Civil Rights Ghosts Haunt Capitol Hill
by Jo Freeman

Originally posted at Deliberately Considered.


 

Several ghosts from the civil rights movement haunted Capitol Hill on February 27, but it was a little unclear how many were the ghosts of CRM past and how many were the ghosts of CRM future. The State of Alabama, where so much civil rights history was made, had built the house from which many of these ghosts came.

On one side of First Street the ghost of Rosa Parks, embodied in a 9-foot-tall statue, waited in the Capitol’s Statutory Hall to be unveiled by President Obama, her political descendant. He was assisted by both party’s leaders while some still-living civil rights activists, a few blood relatives, members of the public and a lot of press crowded the space trying to see.

On the other side, the ghosts of CRM past, present and future were duking it out at the Supreme Court. Shelby County, AL had challenged the section of the 1965 Voting Rights Act that requires covered jurisdictions to clear any changes in how they conduct elections with the Department of Justice. Its lawyers argued that ghosts of racial sins past had no place in the present. The DoJ maintained that these racial sins were not yet ghosts.
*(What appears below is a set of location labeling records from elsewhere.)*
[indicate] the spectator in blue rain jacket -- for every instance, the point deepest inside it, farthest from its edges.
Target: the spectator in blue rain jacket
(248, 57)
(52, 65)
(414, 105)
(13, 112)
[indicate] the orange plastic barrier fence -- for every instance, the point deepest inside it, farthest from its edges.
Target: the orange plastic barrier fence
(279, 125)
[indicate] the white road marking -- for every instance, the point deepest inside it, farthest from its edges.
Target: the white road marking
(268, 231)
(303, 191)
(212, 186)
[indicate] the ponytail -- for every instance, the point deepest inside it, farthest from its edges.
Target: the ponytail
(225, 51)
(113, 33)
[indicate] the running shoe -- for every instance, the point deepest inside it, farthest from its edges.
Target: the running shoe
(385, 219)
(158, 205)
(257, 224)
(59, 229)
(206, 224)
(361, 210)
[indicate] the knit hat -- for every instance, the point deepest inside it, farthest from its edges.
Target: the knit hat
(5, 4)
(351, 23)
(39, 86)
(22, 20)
Outside, a couple hundred civil rights supporters rallied on the sidewalk. Some of the speakers soon walked across the street where they had reserved seats in front of the stage in Statutory Hall. The ghosts of CRM present could be seen in the faces of the six elected officials who sat on that stage. The two Republican leaders were both white men. The four Democratic leaders included one white man, one white woman and two black men.

Behind both events is some history and politics, which didn’t generally make the press. Those six faces on the stage represented vast changes from the days when the Republican Party was the party that freed the slaves and the Democratic Party was the party of white supremacy. In the 19th century, not a single Democrat in Congress from any state voted for any civil rights bill, even though those bills were only intended to affect the South.
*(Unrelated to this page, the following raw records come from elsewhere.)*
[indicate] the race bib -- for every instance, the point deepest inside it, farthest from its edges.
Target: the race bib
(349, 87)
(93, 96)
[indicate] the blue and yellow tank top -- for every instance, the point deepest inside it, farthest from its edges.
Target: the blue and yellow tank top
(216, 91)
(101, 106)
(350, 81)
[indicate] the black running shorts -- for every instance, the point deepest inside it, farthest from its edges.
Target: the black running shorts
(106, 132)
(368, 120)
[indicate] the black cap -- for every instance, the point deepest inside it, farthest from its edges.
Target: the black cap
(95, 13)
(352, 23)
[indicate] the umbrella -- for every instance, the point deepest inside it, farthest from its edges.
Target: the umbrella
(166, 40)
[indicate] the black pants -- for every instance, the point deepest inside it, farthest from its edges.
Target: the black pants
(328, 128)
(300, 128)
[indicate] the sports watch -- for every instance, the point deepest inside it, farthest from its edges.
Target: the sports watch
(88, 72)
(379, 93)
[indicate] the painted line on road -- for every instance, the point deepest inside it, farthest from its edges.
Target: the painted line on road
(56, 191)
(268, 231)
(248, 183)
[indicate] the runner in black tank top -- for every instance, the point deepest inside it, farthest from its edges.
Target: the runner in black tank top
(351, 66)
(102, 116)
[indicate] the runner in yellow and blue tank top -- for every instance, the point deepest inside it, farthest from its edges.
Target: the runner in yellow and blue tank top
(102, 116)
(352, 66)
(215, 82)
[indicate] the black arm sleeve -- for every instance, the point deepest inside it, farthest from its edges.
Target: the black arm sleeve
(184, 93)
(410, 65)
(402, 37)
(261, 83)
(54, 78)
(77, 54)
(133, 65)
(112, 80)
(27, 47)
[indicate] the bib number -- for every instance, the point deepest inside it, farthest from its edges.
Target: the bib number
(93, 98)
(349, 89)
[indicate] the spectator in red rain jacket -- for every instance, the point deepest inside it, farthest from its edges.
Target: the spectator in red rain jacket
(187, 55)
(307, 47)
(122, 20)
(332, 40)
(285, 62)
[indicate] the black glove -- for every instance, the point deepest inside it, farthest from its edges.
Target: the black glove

Not only were all the African-Americans elected to Congress in the 19th century Republicans, but so was the first African-American elected in the 20th century – Oscar dePriest of Chicago (1928-1934), who was born in Alabama. When President Johnson signed the 1964 Civil Rights Act he correctly predicted that the white South would leave the Democratic Party. Indeed it had begun to leave in 1948 when four deep South states left Harry Truman off of their ballots because they didn’t like his civil rights policy.

Shelby County was changed by the civil rights movement and the Voting Rights Act. It sits right below Jefferson County, whose main municipality of Birmingham is the site of a lot of CRM history. Shelby County is the site of white flight. It’s where the white folk fled after blacks took over Birmingham.
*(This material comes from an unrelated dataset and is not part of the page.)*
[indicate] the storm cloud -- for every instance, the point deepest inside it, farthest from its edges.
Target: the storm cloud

In the 1960s, Shelby was a rural county of about 35,000 people, 19 percent non-white. Jefferson had 640,000 people, 35 percent non-white. Birmingham, had 340,000 people, 40 percent non-white. Before the civil rights movement came to Birmingham only 10 percent of blacks of voting age were registered to vote, compared to a little less than half of the whites.

As the number of black voters shot up, whites moved out. In 1979 Birmingham elected its first black mayor (Richard Arrington, Jr.), and it hasn’t had a white mayor since. Over the next 45 years Birmingham’s population declined by 125,000 and became over 60 percent non-white. Shelby County’s increased by 165,000 and became almost 90 percent white. Birmingham is still electing Democrats. In Shelby County, every elected official running under a party label is a Republican.

With the whites, went the money. Most of them fled to Hoover, which became a wealthy suburb of Birmingham. Its median family income is three times that of Birmingham. More income in a county means more taxes to local governments. Whereas Shelby County is among the 100 highest income counties in the US, Jefferson County filed for bankruptcy on November 9, 2011.

These are also the ghosts of CRM present.